On Learning Representations for Tabular Data Distillation
Inwon Kang, Parikshit Ram, Yi Zhou, Horst Samulowitz, Oshani Seneviratne
TL;DR
The paper tackles tabular data distillation by addressing feature heterogeneity and non-differentiable downstream models through TDColER, a column-embedding based representation learning framework that enables distillation in a learned latent space. It combines column embeddings with encoders (FFN, Transformer, GNN) and a reconstruction-based objective, optionally augmented with supervised fine-tuning, to produce compact, information-rich representations that improve downstream performance when paired with off-the-shelf distillation schemes. The authors introduce TDBench, a comprehensive benchmark across 23 OpenML datasets, 11 distillation schemes, 3 autoencoder architectures, and 7 downstream classifiers, reporting up to 0.5–143% gains in distilled data quality and providing insights such as the superiority of latent-space clustering (notably KM with TF-SFT) and the robustness of clustering under class imbalance.

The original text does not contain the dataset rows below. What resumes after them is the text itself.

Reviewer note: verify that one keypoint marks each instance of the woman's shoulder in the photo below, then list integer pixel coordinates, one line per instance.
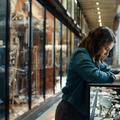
(82, 54)
(82, 51)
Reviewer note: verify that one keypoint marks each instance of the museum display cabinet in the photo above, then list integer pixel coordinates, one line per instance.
(36, 43)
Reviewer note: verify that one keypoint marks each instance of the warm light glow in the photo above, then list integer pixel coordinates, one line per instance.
(100, 24)
(97, 3)
(99, 16)
(98, 8)
(99, 20)
(99, 12)
(76, 1)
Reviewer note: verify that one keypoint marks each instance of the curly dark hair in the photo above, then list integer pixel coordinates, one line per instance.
(96, 39)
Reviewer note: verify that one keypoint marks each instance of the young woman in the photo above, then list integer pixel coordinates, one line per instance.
(86, 66)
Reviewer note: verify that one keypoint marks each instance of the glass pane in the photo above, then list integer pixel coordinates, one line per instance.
(19, 38)
(69, 45)
(37, 52)
(64, 2)
(72, 42)
(75, 11)
(57, 56)
(70, 6)
(2, 57)
(64, 60)
(104, 103)
(49, 53)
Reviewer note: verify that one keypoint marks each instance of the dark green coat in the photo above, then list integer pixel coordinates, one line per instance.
(83, 70)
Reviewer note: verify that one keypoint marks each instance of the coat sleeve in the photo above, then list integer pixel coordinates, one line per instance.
(87, 70)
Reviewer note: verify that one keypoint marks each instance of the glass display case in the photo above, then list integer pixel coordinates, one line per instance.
(2, 58)
(35, 49)
(104, 103)
(18, 61)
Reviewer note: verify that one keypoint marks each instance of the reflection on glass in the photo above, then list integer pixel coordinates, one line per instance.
(64, 2)
(69, 45)
(70, 7)
(49, 53)
(37, 52)
(105, 103)
(64, 60)
(72, 42)
(18, 69)
(57, 55)
(2, 57)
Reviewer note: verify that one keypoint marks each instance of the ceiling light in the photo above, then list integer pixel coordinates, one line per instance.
(76, 1)
(99, 20)
(99, 16)
(98, 8)
(99, 12)
(97, 3)
(100, 24)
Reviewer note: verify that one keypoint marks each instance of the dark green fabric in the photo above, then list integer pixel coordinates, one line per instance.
(83, 70)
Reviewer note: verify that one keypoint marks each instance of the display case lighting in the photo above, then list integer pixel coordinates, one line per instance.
(68, 13)
(97, 3)
(98, 8)
(76, 1)
(99, 12)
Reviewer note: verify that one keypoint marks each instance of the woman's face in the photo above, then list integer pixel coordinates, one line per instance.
(104, 51)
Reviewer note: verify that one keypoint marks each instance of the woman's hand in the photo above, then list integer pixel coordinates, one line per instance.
(117, 76)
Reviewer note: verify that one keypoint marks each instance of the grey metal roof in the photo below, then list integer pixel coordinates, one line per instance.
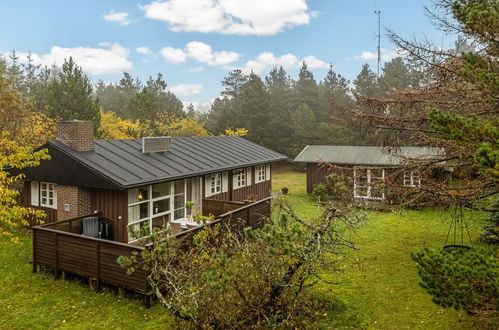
(123, 162)
(364, 155)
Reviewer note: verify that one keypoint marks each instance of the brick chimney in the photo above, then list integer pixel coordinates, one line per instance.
(78, 134)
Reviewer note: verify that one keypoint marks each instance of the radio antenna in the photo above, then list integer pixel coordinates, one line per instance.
(378, 12)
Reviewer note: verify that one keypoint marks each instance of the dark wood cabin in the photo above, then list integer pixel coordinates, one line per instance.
(140, 184)
(368, 169)
(146, 182)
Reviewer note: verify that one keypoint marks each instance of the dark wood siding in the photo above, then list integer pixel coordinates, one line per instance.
(315, 175)
(112, 204)
(86, 256)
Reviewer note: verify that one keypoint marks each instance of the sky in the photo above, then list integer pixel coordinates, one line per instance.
(195, 43)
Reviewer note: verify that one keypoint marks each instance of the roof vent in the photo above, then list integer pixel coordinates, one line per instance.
(156, 144)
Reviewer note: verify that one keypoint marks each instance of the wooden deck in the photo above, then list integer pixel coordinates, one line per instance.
(62, 247)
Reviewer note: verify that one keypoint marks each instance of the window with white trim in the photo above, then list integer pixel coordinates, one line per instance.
(48, 195)
(239, 178)
(215, 183)
(412, 179)
(154, 206)
(368, 183)
(261, 173)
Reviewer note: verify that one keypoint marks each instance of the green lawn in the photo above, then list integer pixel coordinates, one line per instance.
(379, 287)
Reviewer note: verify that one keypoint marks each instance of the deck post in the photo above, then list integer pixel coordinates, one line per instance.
(121, 292)
(248, 215)
(97, 271)
(34, 251)
(147, 300)
(56, 255)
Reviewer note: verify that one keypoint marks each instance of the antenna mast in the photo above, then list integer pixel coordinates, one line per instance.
(378, 12)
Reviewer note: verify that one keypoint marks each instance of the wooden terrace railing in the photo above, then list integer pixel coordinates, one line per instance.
(61, 246)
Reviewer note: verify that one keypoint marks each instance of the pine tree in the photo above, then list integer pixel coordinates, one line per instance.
(254, 114)
(366, 82)
(398, 75)
(306, 90)
(304, 127)
(70, 95)
(279, 87)
(15, 73)
(233, 82)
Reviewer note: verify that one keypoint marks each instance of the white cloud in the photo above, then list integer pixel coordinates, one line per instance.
(200, 52)
(120, 18)
(242, 17)
(143, 50)
(386, 55)
(203, 53)
(186, 89)
(113, 58)
(315, 63)
(267, 60)
(196, 69)
(174, 55)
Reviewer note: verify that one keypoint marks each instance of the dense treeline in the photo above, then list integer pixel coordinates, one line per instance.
(276, 110)
(286, 114)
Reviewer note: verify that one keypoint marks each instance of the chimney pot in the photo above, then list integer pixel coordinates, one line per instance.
(77, 134)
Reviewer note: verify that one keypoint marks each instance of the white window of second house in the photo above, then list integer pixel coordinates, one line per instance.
(215, 183)
(261, 174)
(368, 183)
(412, 179)
(48, 195)
(239, 178)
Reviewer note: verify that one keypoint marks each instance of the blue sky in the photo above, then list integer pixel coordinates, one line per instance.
(194, 43)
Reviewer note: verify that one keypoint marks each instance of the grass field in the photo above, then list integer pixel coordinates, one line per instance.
(378, 289)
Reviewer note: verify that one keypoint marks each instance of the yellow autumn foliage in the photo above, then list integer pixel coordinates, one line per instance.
(113, 127)
(18, 117)
(13, 156)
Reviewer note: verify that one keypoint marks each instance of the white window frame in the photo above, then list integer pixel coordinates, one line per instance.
(369, 186)
(50, 187)
(260, 173)
(150, 201)
(214, 184)
(412, 179)
(239, 178)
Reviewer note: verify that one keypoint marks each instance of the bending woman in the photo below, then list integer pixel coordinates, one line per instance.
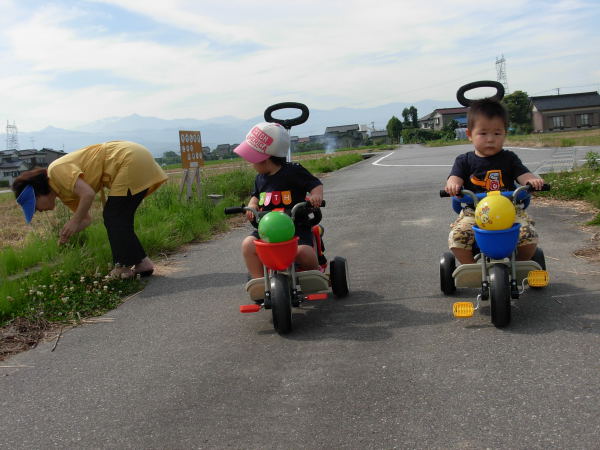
(130, 173)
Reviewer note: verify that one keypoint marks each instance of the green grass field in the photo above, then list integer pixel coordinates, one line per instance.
(42, 280)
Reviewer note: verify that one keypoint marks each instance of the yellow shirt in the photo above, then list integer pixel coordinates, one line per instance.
(120, 166)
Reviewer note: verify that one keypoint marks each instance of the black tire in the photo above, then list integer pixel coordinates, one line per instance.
(281, 303)
(499, 295)
(447, 267)
(539, 258)
(338, 272)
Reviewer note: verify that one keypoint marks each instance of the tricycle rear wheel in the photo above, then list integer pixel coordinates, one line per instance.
(539, 258)
(500, 295)
(338, 272)
(281, 303)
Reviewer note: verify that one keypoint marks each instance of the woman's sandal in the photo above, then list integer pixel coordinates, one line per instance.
(122, 273)
(144, 273)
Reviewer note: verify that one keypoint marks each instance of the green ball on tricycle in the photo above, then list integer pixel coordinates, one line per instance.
(276, 226)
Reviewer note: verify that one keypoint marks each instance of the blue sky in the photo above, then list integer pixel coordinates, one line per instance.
(65, 63)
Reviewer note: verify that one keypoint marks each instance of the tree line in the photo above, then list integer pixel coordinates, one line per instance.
(408, 131)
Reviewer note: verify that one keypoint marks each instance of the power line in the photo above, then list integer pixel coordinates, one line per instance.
(597, 85)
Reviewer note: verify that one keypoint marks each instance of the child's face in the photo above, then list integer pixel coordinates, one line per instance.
(487, 136)
(266, 167)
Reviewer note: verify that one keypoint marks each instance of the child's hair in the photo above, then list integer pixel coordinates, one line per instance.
(489, 108)
(36, 178)
(279, 160)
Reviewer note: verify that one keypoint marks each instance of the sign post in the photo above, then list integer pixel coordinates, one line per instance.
(191, 161)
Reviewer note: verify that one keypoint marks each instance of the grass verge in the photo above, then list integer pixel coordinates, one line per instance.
(580, 184)
(562, 139)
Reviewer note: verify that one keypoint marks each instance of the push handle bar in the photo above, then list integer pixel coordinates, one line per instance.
(460, 94)
(287, 123)
(297, 210)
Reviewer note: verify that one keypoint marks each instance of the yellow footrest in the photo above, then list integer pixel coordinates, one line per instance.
(538, 278)
(463, 309)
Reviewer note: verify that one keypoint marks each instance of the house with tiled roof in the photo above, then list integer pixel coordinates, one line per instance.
(565, 112)
(439, 118)
(379, 137)
(344, 136)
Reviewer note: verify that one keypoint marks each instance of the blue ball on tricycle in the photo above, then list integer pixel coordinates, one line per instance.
(497, 244)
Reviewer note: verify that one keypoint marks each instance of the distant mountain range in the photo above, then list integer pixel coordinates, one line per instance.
(161, 135)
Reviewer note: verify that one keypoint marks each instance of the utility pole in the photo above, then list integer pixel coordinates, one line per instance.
(501, 72)
(12, 136)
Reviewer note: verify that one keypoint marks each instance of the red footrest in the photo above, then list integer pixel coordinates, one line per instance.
(316, 297)
(249, 308)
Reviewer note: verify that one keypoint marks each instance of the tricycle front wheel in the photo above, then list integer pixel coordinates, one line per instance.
(447, 267)
(281, 303)
(500, 295)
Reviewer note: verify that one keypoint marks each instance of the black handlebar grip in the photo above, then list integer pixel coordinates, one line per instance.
(287, 123)
(545, 187)
(460, 94)
(234, 210)
(316, 219)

The work demonstrates that learning latent representations for tabular data distillation substantially boosts cross-architecture performance, proposes a practical, model-agnostic pipeline, and offers a reproducible benchmark to guide future research in tabular data distillation with real-world impact on storage, privacy, and compute efficiency.
Abstract
Dataset distillation generates a small set of information-rich instances from a large dataset, resulting in reduced storage requirements, privacy or copyright risks, and computational costs for downstream modeling, though much of the research has focused on the image data modality. We study tabular data distillation, which brings in novel challenges such as the inherent feature heterogeneity and the common use of non-differentiable learning models (such as decision tree ensembles and nearest-neighbor predictors). To mitigate these challenges, we present $\texttt{TDColER}$, a tabular data distillation framework via column embeddings-based representation learning. To evaluate this framework, we also present a tabular data distillation benchmark, ${\sf \small TDBench}$. Based on an elaborate evaluation on ${\sf \small TDBench}$, resulting in 226,890 distilled datasets and 548,880 models trained on them, we demonstrate that $\texttt{TDColER}$ is able to boost the distilled data quality of off-the-shelf distillation schemes by 0.5-143% across 7 different tabular learning models.